Y a los !kung les encanta hacer el amor. «El sexo alimenta», afirman. Piensan que si una niña crece sin aprender a disfrutar del coito, su mente no se desarrollará normalmente y luego andará por allí comiendo pasto. «La falta de suficiente sexo puede ser mortal», sostienen categóricamente.
Sin embargo, las mujeres tienen quejas concretas acerca de los genitales masculinos. No les gusta que el pene del hombre sea demasiado grande porque produce dolor, o que eyacule demasiado semen porque es sucio. De modo que las mujeres hablan entre ellas del tamaño y contenido de los penes de sus hombres. Y exigen orgasmos. Si un hombre «termina su trabajo», debe seguir haciéndole el amor a la mujer hasta que su propio trabajo también esté terminado. Se supone que las mujeres deben quedar sexualmente satisfechas.

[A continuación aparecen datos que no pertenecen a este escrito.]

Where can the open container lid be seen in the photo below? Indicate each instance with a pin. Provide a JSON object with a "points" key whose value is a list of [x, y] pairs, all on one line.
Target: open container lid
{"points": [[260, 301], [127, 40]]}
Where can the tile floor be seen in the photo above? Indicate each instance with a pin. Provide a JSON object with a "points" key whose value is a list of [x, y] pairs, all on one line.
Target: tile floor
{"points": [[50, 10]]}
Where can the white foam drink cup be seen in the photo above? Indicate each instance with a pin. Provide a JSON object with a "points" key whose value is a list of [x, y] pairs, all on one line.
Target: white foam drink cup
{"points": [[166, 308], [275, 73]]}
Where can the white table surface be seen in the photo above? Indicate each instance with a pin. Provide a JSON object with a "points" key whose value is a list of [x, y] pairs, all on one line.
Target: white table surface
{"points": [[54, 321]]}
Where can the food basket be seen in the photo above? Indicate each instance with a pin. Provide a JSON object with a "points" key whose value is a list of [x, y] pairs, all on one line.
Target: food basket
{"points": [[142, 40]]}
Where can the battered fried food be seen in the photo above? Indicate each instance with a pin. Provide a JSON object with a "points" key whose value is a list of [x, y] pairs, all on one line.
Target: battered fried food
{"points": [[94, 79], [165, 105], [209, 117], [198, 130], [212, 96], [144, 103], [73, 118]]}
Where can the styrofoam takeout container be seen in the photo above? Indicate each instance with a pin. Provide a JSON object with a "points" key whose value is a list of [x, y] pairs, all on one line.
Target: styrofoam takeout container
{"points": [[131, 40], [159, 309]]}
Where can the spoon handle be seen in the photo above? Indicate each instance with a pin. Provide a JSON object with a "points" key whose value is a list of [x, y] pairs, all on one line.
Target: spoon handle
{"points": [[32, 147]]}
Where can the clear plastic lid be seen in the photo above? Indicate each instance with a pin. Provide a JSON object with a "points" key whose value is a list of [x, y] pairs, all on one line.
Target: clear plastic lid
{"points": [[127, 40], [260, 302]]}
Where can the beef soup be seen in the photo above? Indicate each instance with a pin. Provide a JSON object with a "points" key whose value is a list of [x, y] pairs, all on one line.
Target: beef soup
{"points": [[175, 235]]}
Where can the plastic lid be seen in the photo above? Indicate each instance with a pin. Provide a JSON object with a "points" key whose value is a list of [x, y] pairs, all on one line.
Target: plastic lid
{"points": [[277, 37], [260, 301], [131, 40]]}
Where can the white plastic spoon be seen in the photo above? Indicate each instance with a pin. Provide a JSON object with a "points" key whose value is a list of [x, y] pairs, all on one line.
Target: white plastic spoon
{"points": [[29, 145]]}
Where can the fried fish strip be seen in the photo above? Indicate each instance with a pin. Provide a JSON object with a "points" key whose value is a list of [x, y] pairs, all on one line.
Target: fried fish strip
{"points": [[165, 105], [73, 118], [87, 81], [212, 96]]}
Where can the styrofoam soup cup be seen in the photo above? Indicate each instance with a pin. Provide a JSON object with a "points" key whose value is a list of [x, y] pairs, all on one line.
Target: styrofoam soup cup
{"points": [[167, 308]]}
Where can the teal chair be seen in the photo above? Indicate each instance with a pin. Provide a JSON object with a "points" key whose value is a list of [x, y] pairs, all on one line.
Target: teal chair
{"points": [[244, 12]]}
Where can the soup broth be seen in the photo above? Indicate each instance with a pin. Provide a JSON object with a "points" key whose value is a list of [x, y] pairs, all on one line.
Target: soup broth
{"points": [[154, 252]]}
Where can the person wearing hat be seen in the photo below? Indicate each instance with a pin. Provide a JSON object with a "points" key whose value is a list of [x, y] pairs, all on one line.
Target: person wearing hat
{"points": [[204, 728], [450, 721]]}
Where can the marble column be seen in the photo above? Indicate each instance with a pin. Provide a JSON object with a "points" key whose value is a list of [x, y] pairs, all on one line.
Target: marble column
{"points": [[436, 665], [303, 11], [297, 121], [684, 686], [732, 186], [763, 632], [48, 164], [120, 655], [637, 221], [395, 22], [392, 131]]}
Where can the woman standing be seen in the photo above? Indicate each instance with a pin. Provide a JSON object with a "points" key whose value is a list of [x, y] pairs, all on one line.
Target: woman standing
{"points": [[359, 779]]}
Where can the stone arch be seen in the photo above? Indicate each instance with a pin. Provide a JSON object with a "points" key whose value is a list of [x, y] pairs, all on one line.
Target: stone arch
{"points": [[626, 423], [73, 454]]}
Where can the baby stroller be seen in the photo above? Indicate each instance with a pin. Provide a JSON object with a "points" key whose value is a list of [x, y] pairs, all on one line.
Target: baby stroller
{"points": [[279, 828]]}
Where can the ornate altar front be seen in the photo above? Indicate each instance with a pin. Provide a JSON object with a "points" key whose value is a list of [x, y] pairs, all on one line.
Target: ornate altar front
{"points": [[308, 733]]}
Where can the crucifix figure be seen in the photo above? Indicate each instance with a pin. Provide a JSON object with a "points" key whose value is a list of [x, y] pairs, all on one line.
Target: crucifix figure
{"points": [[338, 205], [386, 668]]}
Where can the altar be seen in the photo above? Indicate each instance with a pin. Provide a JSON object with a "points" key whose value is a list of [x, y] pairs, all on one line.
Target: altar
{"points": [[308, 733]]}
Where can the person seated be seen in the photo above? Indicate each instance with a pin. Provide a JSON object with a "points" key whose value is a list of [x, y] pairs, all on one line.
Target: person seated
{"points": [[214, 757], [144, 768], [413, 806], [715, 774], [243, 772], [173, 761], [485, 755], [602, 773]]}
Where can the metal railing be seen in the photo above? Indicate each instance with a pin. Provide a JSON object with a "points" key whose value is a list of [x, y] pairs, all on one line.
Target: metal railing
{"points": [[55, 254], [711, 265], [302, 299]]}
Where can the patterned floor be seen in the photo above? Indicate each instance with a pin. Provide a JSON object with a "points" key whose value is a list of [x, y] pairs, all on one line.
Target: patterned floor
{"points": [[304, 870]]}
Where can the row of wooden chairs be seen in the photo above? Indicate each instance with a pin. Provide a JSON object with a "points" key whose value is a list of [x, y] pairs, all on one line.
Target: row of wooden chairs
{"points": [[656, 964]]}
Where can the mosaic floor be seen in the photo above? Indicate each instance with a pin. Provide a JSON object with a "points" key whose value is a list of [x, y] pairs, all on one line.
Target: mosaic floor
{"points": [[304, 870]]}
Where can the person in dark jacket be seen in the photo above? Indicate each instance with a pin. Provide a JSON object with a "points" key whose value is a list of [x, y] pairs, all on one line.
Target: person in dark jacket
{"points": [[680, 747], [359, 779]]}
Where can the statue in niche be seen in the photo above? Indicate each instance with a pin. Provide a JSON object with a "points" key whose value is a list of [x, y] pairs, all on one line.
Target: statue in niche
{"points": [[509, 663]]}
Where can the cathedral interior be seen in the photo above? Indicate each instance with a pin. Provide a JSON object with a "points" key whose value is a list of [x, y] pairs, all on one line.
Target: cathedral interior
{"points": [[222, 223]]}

Los hombres, por supuesto, también tienen opiniones claras sobre lo que constituye un buen coito. Uno de ellos sintetizó una mala experiencia de este modo: «Esta mujer la tiene tan ancha que parece la boca de un herero[544]. Yo flotaba dentro de ella pero no sentía nada. No sé cómo habrá sido para ella, pero a mí me duele la espalda y estoy agotado». Los hombres se preocupan también por su comportamiento. Cuando no logran tener erecciones se medican.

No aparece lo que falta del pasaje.